En breve descubriremos si la insurrección de hoy ha sido también un evento superdifusor. Lo que sí sé, después de pasar horas esponjando la paranoia, el conspiracionismo y el culto trumpista, es que esta concentración no fue un mero intento de golpe de Estado, sino también un evento de engaño masivo, algo que no se puede explicar adecuadamente a través del prisma de la política. Su caos tenía sus raíces en fenómenos psicológicos y teológicos, intensificados por la ansiedad escatológica. Un hombre al que entrevisté esta mañana, un residente de Texas que dijo llamarse Don Johnson (no confié en que fuera su nombre), me dijo que el país se estaba desmoronando, y que esta disolución presagiaba el Fin de los Tiempos. «Todo está en la Biblia», dijo. «Todo está predicho. Donald Trump está en la Biblia. Prepárate»

La confusión de Trump y Jesús fue un tema común en el mitin. «¡Dejadlo si creéis en Jesús!», gritó un hombre cerca de mí. La gente vitoreó. «¡Dejadlo si creéis en Donald Trump!». Vítores más fuertes.

No me comprometí en el asunto de mi máscara, pero la mujer del disfraz de gato y sus amigos me permitieron acompañar de todos modos. Giramos desde la calle 14 hacia el mar de gente que avanzaba por la avenida Pennsylvania. Ni siquiera me imaginé entonces que aquella multitud fuera a asaltar el Capitolio. Supuse, en un fallo de imaginación no insurreccional, que se reunirían en el césped inclinado del Capitolio, cantarían himnos de Lee Greenwood y maldecirían a Mitt Romney. En este grupo había Proud Boys -o al menos chicos adyacentes a los Proud Boys-; no me dirigían la palabra, pero tampoco eran abiertamente hostiles. (En dos ocasiones observé grupos de hombres con aspecto de Proud Boy fumando marihuana, lo cual, en igualdad de condiciones, era algo bueno.)

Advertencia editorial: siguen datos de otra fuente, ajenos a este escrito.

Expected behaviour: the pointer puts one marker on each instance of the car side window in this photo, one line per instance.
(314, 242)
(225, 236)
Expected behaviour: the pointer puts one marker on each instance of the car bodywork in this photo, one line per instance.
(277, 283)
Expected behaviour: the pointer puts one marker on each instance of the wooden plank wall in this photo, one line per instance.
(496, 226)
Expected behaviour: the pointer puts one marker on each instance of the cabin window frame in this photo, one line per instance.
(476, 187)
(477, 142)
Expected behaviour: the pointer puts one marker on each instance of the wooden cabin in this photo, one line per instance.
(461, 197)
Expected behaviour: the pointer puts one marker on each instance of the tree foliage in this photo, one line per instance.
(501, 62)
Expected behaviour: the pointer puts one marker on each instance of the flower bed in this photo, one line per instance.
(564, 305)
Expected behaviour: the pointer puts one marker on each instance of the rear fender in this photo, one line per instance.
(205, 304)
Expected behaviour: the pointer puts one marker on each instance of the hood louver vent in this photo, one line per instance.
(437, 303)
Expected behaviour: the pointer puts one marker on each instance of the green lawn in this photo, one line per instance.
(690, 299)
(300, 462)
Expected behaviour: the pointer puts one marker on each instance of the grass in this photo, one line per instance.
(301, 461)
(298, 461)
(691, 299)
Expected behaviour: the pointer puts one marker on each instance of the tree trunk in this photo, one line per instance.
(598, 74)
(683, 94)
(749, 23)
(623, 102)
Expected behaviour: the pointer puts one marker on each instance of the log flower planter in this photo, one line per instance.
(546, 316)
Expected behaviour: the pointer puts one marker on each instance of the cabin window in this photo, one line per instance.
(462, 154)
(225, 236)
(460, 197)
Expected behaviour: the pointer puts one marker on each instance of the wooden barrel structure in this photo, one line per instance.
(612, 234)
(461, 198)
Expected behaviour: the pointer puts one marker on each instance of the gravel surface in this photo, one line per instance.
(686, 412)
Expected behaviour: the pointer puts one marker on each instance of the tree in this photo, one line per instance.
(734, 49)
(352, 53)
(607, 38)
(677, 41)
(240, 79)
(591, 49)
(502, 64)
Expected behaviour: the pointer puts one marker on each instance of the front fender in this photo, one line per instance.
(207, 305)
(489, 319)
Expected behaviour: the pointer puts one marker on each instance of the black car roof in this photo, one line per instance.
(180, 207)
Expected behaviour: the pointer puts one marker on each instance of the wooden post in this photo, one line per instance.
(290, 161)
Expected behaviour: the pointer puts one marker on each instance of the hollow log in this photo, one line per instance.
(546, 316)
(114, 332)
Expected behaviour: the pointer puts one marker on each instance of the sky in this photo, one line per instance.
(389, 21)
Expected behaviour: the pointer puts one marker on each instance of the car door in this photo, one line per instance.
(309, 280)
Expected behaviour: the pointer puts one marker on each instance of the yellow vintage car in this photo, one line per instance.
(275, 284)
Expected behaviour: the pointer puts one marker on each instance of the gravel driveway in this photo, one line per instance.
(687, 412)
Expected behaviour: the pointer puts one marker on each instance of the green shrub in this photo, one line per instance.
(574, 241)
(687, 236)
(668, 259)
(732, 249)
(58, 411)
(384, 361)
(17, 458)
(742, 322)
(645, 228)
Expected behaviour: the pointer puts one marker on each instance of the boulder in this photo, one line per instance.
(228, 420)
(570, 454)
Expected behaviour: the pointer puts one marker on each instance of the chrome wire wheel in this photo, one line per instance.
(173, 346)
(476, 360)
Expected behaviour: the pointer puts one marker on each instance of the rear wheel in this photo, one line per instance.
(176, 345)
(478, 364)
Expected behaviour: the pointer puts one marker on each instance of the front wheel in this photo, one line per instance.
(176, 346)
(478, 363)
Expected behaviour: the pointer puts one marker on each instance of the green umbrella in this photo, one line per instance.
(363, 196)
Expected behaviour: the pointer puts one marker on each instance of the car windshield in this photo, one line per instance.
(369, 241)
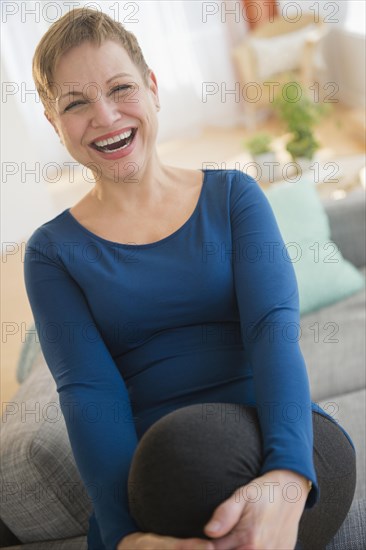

«¿De dónde sois todos?». Le pregunté a la mujer del disfraz de gato. «Ohio, Indiana, Virginia, Illinois, todo tipo de estados», dijo. «¿Esos tipos son Proud Boys?». pregunté. «Son chicos americanos», respondió ella. «¿Crees en las ideas de QAnon, que hay un Estado profundo que es una secta de pedófilos?». le pregunté. «¿No te gustaría saberlo?», dijo ella, con actitud. Mi máscara siguió molestándola. «Es muy grosero», dijo.

David A. Graham: Esto es un golpe de estado

Las calles se llenaron de gente cuanto más nos acercamos al Capitolio. Perdí el rastro de mi grupo. Intenté entrevistar a otros partidarios de Trump, casi siempre sin éxito. Antes, justo al oeste del Monumento a Washington, un grupo de insurrectos se abalanzó sobre otro reportero -no pude averiguar la identidad de mi compatriota enmascarado- cantando la palabra guillotina («Make guillotines great again» era el lema de uno de los carteles del mitin).

La multitud siguió creciendo. Fue entonces cuando intuí que la turba, azuzada por su amo, no se apaciguaría. «¡Dejad de robar!», dijo alguien cerca de mí a sus compañeros.

Estábamos cerca del Capitolio. Grandes formaciones se acercaban ahora al edificio. Estaba allí resplandeciente, aún no había sido profanado.